Reply/All


  • ♿ (Parody)

    @FrostCat said:

    Plus, in my experience, half or better of the time I'm replying to email I need to hit reply all anyway, because I'm in a multiple-person conversation, and I don't want to be nagged that I am attempting to do something I want to do.

    Yeah, I need to reply all quite often at work. Granted, it's usually to less than 10 people. I hate it when someone on a listserv plays with their reply-to or whatever, and you end up replying directly to them instead of to the listserv.



  • @morbiuswilters said:

    @Cassidy said:
    I was thinking the other way around - I find it easier to locate and follow information in a forum than email (but that's probably down to effective forum moderation v lack of thread view in email, plus lazy email etiquette in my organisation)

    How do you not have thread view? What decade is this?

    It's easy to forget sometimes that not everybody has Gmail.

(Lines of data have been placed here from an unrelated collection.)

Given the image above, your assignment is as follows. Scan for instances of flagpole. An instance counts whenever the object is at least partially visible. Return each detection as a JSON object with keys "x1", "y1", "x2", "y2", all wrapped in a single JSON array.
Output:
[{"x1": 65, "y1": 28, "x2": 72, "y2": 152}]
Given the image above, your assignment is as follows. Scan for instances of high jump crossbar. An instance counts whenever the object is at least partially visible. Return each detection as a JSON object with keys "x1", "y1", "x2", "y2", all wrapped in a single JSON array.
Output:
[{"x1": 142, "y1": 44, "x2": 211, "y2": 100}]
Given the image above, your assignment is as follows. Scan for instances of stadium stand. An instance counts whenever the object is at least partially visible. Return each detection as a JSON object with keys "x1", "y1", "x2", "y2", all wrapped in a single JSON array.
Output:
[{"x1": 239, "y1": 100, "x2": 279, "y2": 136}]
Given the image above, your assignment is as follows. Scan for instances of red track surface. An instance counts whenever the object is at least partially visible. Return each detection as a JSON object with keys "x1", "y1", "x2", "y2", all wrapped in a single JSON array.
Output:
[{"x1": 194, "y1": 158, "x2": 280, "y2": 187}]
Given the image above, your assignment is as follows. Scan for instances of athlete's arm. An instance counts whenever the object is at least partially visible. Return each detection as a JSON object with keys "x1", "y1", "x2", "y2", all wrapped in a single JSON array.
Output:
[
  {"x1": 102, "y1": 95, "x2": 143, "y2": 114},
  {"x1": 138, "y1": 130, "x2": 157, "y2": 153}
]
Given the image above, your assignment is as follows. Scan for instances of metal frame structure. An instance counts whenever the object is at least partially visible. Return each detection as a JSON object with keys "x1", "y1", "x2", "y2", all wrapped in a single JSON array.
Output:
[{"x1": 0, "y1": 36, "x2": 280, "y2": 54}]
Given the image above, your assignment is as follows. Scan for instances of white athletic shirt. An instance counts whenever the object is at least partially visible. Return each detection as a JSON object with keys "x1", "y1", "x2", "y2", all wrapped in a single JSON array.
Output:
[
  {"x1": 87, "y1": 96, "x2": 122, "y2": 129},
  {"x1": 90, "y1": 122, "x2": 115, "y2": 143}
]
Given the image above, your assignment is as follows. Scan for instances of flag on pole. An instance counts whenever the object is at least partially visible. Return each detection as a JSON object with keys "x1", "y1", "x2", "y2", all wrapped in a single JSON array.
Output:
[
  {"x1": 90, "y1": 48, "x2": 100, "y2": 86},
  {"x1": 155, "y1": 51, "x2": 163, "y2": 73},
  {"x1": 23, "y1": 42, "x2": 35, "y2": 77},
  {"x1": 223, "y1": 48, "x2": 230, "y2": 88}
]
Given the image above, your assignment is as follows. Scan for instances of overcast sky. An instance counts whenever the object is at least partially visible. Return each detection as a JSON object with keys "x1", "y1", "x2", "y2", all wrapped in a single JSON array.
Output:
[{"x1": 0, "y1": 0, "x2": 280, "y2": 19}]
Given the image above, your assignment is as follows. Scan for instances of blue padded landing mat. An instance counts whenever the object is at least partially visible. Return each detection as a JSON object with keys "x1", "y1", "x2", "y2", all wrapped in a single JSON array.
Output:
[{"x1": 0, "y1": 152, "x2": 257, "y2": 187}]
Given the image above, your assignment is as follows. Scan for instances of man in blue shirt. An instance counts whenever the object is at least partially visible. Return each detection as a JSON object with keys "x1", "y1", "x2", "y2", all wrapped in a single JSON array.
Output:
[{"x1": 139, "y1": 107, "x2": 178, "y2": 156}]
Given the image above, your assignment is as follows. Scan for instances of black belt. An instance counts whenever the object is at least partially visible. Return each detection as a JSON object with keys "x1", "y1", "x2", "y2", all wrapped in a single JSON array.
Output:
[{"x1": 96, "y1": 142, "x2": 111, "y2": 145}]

    (I'm pretty sure that Google has a patent on thread view since no other mail client I've seen has it.)



  • @MiffTheFox said:

    (I'm pretty sure that Google has a patent on thread view since no other mail client I've seen has it.)

    Uh, Outlook? The most popular corporate email client in the world?

    I love this "IT forum" full of people who are entirely ignorant of everything relating to IT. Cripes.



  • @MiffTheFox said:

    (I'm pretty sure that Google has a patent on thread view since no other mail client I've seen has it.)

    Blakey mentioned Outlook, but Thunderbird has it, too, although it's turned off for some damned reason.



  • @morbiuswilters said:

    Blakey mentioned Outlook, but Thunderbird has it, too, although it's turned off for some damned reason.
    I first noticed it in The Bat, but I'm certain that anything that supports newsgroups in addition to e-mail (or e-mail in addition to newsgroups) would support it.



  • @snoofle said:

    Is this a new concept? For how long has email been around? WTF?!

    No, it's not a new concept.  I have no idea why you don't understand it.  Yes, *YOU*, snoofle.  The rest of the idiots in that story I can understand, but you should have known better.

    When an email like that goes out, there's at least a 50% chance that the first person replied to it before the original email wound up in your inbox.  By the time the first email comes through that tells people to not abuse the reply all button, five other such emails have been sent.

    The proper thing to do, in this situation, if you are not an email administrator, is to not reply on email at all.  If you really feel like you must, reply only to the people who have replied all, don't do it yourself.

    If the all employees email was to a mailing list, rather than by looking everyone up in the corporate directory and adding their addresses to the recipient list, make the large email lists moderated.  That way, replies back to the list, from people who aren't moderators, only go to the moderators.  I understand you don't have authority to do this, since you're not on the mail admin team and just a contractor.  I'm just saying, so you know what the fix is if people ask.

    People will stop doing this if it's a documented termination offense in the company policy (preferably after a specified number of warnings), that policy is part of annual required training, and the policy is enforced.  Err, that is, either they'll stop doing it, or they'll be fired.  But it's been almost a decade since the last time I saw it happen at a company with such a policy.



  • @FrostCat said:

    Back when people used Usenet, the newsreaders had this feature.  It didn't help then; it won't help now.

     

    I was reading this thread thinking: "when is somebody going to bring up newsgroups?". Memories of transferring binaries as multiple posts.

    Has the "reply-all" phenomena increased since social networking? Maybe people are just accustomed to telling the world everything.



  • @Shagen said:

    Has the "reply-all" phenomena increased since social networking? Maybe people are just accustomed to telling the world everything.

    I think in most office environments, "Reply All" is the default, since you usually have a boss or a co-worker who says "could you keep me on all the threads about X?" and IT takes longer than 30 seconds to set up a mailing list.

    The Reply All "problem" can only be fixed by the sender gaining a clue and using BCC instead of CC. I consider it a failing of the mailER, not the mailEE.



  • @blakeyrat said:

    @Shagen said:
    Has the "reply-all" phenomena increased since social networking? Maybe people are just accustomed to telling the world everything.
    I think in most office environments, "Reply All" is the default, since you usually have a boss or a co-worker who says "could you keep me on all the threads about X?" and IT takes longer than 30 seconds to set up a mailing list.

    The Reply All "problem" can only be fixed by the sender gaining a clue and using BCC instead of CC. I consider it a failing of the mailER, not the mailEE.

    I consider it a failure of both.  (Except in the case where it should have been CC to start, but a conversation that should be private started within it, then it's just the reader.)